Use a lower f-stop to create more background blur in your images. Use a higher f-stop to ensure that your picture is in focus from foreground to background.
Your aperture setting will have a direct result on your shutter speed.
To achieve a high f-stop (to create an image where everything is in focus) you will have to have a longer shutter speed to make up for the amount of light restricted from coming in through the lens. When you use a low f-stop (to blur the background) your shutter speed will decrease (slower shutter speed) to balance the exposure.
Read more about how the photography superhero sidekicks work together.
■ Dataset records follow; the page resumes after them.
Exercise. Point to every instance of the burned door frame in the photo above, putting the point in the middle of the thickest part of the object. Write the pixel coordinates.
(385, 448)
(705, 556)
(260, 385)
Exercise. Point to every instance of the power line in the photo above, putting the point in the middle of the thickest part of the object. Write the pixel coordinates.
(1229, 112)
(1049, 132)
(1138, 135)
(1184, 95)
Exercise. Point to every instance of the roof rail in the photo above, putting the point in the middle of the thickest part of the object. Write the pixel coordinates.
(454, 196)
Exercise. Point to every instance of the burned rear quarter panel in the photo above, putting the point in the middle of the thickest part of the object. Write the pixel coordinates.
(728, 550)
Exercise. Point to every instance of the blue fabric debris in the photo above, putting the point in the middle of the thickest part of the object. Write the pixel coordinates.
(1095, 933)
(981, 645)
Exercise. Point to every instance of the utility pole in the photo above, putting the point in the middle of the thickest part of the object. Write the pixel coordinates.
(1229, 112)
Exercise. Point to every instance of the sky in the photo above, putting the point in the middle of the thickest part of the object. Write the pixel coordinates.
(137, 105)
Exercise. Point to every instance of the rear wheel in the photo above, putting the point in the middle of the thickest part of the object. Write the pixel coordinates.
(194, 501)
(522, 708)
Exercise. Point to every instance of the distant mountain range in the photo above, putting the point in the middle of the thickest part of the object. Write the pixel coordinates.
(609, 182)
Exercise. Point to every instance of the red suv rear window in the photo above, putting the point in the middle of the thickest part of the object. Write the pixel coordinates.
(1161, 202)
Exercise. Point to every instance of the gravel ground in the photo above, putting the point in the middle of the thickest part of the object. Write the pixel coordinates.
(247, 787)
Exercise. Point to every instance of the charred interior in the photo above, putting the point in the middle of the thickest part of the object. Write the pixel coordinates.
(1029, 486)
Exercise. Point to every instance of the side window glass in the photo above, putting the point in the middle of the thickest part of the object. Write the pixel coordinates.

When buying lenses, photographers are attracted to lenses with lower f-stop ratings (like f/2.8). A lens that provides an aperture this open (f/2.8) takes better pictures because it allows for more light to come through the lens. But a quality lens can cost quite a bit more than a lens with a low f-stop of f/3.5.
When considering lenses, you should know there is a lot of difference between lenses with these two f-stop ratings. Lenses with a low f-stop of f/3.5 come from a different side of town than f/2.8 lenses.
And while we’re on neighborhoods, if you come across lenses with f-stops under f/2.0 know that we are now talking about the Park Avenue kind of side of town. There are those rare lenses that have f-stops under 1.0. These are the penthouses on Park Avenue. And they cost more than a car. I haven’t used any of them. Just like I’ve never stayed at a penthouse on Park Avenue.
Above: The picture on the left used a low f/stop (creating a blurred background). The picture on the right used a higher f/stop (providing more focus on the background). The "hole" in the lens is the aperture.
But, you don’t have to live on Park Avenue to have a really good life and you don’t need the best lens money can buy to become a world famous photographer.
Lenses that employ such low f-stops as f/2.8 typically get a better body to go with the better glass that is being used. Each manufacturer presents a version or two of a lens that provides excellent low light capability in a cheaper body. Think Ferrari engine in a Ford body. Canon offers the 50mm f/1.8 and 85mm f/1.8. Both lenses offer great pictures at a fraction of the cost of their Park Avenue siblings the Canon 50mm f/1.2L and the Canon 85mm f/1.2L.
Notice the differences above in size and build quality of the Canon 50mm f/1.2L (left), Canon 50mm f/1.4 (center) and Canon 50mm f/1.8 (right). But don't let the cheap plastic look and feel of the f/1.8 fool you. It can take great pictures.
What Is Aperture Priority?
The Aperture Priority setting on your camera allows you to program an aperture setting of your choice. The camera will then make decisions on shutter speed and ISO based on the priority that you have given to your aperture setting.
For a quick or spontaneous portrait you may want to set your aperture at f/2.8 (guaranteeing a nice blurred background) and let the camera figure out the ISO and shutter speed.